The drumbeat for a war with Iran gets a little louder...
U.S. says Iran buys Iraq militia with arms, cash By Peter Graff Thu Sep 28, 7:42 AM ET
Iran is funneling weapons and cash to buy the loyalty of armed groups in Iraq, but its long- term influence is bound to wane as Iraqis focus more on their own interests, a senior U.S. military official said.
The United States and Britain have in the past accused Iran of fostering violence in Iraq. The Islamic Republic denies it.
But the official gave far more detail, and said the latest weapons finds -- including explosives bearing factory stamps indicating they come from Iran -- show that the policy of arming Iraqi militia is supported at high levels in Iran and not the work of rogue Iranian operatives.

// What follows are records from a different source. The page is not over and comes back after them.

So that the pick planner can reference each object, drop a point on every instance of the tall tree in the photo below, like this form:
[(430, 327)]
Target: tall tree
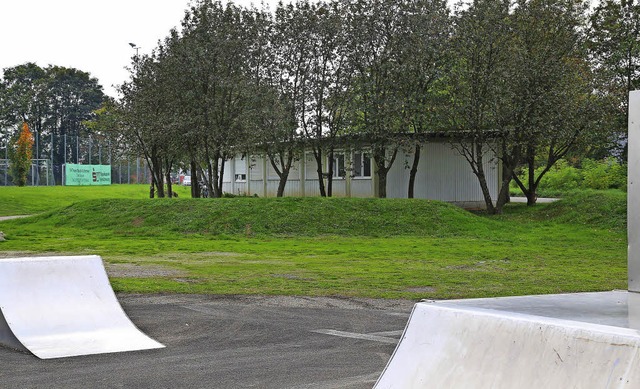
[(615, 54), (424, 60), (376, 107), (20, 156), (54, 101), (551, 108), (477, 83), (215, 49)]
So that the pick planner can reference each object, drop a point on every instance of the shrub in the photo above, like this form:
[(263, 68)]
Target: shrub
[(564, 178)]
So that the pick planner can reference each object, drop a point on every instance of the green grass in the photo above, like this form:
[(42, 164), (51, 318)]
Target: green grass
[(333, 247)]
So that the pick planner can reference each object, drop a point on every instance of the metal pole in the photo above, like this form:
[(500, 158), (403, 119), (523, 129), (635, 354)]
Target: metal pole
[(51, 161)]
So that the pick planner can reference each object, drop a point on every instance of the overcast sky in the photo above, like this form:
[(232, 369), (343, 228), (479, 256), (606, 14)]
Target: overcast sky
[(89, 35)]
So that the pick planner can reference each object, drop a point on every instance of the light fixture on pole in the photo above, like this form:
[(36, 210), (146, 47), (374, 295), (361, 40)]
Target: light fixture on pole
[(134, 46)]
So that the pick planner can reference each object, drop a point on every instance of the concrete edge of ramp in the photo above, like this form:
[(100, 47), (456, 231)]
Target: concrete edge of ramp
[(64, 306), (464, 347)]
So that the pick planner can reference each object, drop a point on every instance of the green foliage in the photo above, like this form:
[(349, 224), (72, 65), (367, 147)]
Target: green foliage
[(563, 178), (20, 156), (590, 208)]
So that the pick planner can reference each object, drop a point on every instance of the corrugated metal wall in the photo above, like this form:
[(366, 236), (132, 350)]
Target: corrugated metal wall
[(443, 174)]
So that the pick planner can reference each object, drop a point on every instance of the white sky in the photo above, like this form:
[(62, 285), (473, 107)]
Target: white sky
[(89, 35)]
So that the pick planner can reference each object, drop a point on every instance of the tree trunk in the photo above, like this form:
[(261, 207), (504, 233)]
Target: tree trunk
[(382, 168), (482, 178), (330, 173), (413, 172), (282, 183), (318, 156), (169, 184), (195, 185)]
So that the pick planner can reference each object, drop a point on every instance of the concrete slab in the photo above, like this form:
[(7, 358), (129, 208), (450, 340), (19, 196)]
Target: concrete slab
[(615, 308), (464, 344)]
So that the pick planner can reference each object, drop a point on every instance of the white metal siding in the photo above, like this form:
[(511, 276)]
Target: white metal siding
[(443, 174)]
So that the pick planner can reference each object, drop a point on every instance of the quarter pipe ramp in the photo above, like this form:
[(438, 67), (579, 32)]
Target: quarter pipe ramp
[(63, 306), (447, 346)]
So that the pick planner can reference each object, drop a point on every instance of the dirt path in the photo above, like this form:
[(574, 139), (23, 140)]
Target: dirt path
[(2, 218)]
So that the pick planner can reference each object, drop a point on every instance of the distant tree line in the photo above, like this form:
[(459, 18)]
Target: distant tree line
[(528, 81), (52, 101)]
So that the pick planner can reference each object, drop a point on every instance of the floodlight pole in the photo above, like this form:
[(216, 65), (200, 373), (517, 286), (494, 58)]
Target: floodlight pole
[(633, 194)]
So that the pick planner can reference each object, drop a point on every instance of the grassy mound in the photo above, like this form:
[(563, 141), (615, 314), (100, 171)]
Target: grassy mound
[(268, 217), (597, 209)]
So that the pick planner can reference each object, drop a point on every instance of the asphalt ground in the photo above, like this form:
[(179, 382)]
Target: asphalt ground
[(233, 342)]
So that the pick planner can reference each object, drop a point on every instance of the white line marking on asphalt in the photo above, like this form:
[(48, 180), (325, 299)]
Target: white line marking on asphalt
[(348, 382), (388, 333), (354, 335)]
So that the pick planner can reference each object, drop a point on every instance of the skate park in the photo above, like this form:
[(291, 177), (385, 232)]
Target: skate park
[(583, 339)]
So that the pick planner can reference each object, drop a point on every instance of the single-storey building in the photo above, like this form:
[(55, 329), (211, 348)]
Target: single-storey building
[(443, 174)]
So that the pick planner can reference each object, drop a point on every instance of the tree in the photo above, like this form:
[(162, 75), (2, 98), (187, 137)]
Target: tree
[(54, 101), (551, 108), (424, 61), (146, 119), (614, 48), (272, 117), (476, 84), (376, 106), (20, 156), (213, 51)]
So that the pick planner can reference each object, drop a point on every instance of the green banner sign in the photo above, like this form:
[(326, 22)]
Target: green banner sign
[(87, 174)]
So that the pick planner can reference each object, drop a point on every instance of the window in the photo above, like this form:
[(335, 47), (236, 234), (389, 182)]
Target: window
[(361, 165), (240, 169), (339, 170)]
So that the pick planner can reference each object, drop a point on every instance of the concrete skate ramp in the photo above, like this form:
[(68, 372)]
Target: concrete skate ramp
[(462, 347), (63, 306)]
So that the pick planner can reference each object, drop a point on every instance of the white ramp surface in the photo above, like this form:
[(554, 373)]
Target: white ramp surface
[(63, 306), (464, 347)]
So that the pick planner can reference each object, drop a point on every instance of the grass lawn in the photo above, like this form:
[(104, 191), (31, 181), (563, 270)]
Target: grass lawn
[(380, 248)]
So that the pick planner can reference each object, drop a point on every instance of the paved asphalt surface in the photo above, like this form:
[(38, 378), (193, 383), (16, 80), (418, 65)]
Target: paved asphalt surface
[(233, 342)]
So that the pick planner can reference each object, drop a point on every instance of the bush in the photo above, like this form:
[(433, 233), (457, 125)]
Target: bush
[(564, 178)]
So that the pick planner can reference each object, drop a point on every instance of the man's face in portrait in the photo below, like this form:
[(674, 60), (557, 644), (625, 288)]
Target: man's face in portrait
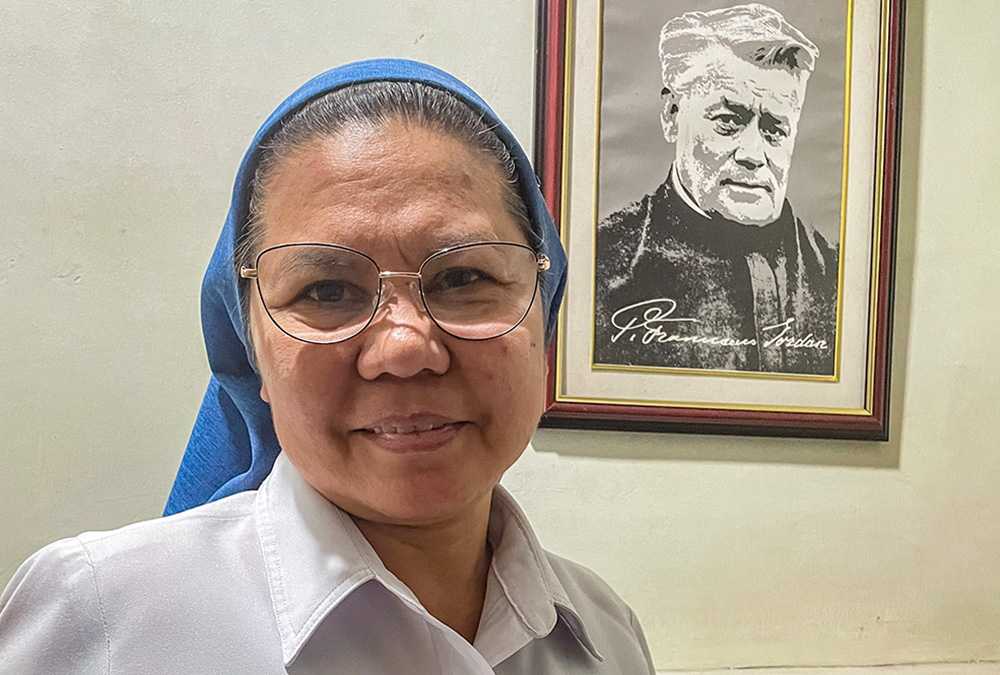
[(734, 126)]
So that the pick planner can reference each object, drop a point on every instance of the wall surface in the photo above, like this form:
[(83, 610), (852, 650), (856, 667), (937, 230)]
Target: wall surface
[(121, 127)]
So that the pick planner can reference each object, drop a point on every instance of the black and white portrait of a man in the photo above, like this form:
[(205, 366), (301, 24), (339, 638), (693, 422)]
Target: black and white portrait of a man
[(715, 269)]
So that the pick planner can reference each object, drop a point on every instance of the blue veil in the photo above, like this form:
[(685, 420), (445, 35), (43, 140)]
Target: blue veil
[(233, 444)]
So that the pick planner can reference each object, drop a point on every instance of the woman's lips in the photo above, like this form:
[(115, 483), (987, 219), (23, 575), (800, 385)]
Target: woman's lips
[(412, 433)]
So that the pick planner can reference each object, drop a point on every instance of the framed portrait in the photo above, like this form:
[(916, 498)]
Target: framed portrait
[(724, 178)]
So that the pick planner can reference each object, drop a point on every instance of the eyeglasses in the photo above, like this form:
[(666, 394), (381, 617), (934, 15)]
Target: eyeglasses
[(324, 293)]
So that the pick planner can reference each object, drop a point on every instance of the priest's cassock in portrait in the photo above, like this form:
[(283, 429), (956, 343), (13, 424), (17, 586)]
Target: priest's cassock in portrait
[(713, 269)]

"You see them enabling all comers," he said. "And by the way, nobody in this country stays bought. You're rented."
The senior military official was discussing intelligence issues under condition he not be named, in a briefing with journalists in Baghdad on Wednesday, the transcript of which was made available on Thursday.
He estimated that Iran has sent "millions of dollars" to the Mehdi Army militia of Shi'ite cleric Moqtada al-Sadr, including rogue elements that had slipped out of Sadr's direct control.
Iranian weapons found in Iraq include surface-to-air missiles and anti-tank rockets like those used by Hezbollah in Lebanon against Israel, as well as tank-destroying Explosively Formed Projectiles (EFPs) that have become common in roadside bombs used to attack U.S. and British troops.
"When you talk about EFP's, that is almost uniquely Iranian. In fact, the fingerprint of copper plate being formed in a machine shop, I mean, the pattern is so identical that, you know, we can easily identify it right there."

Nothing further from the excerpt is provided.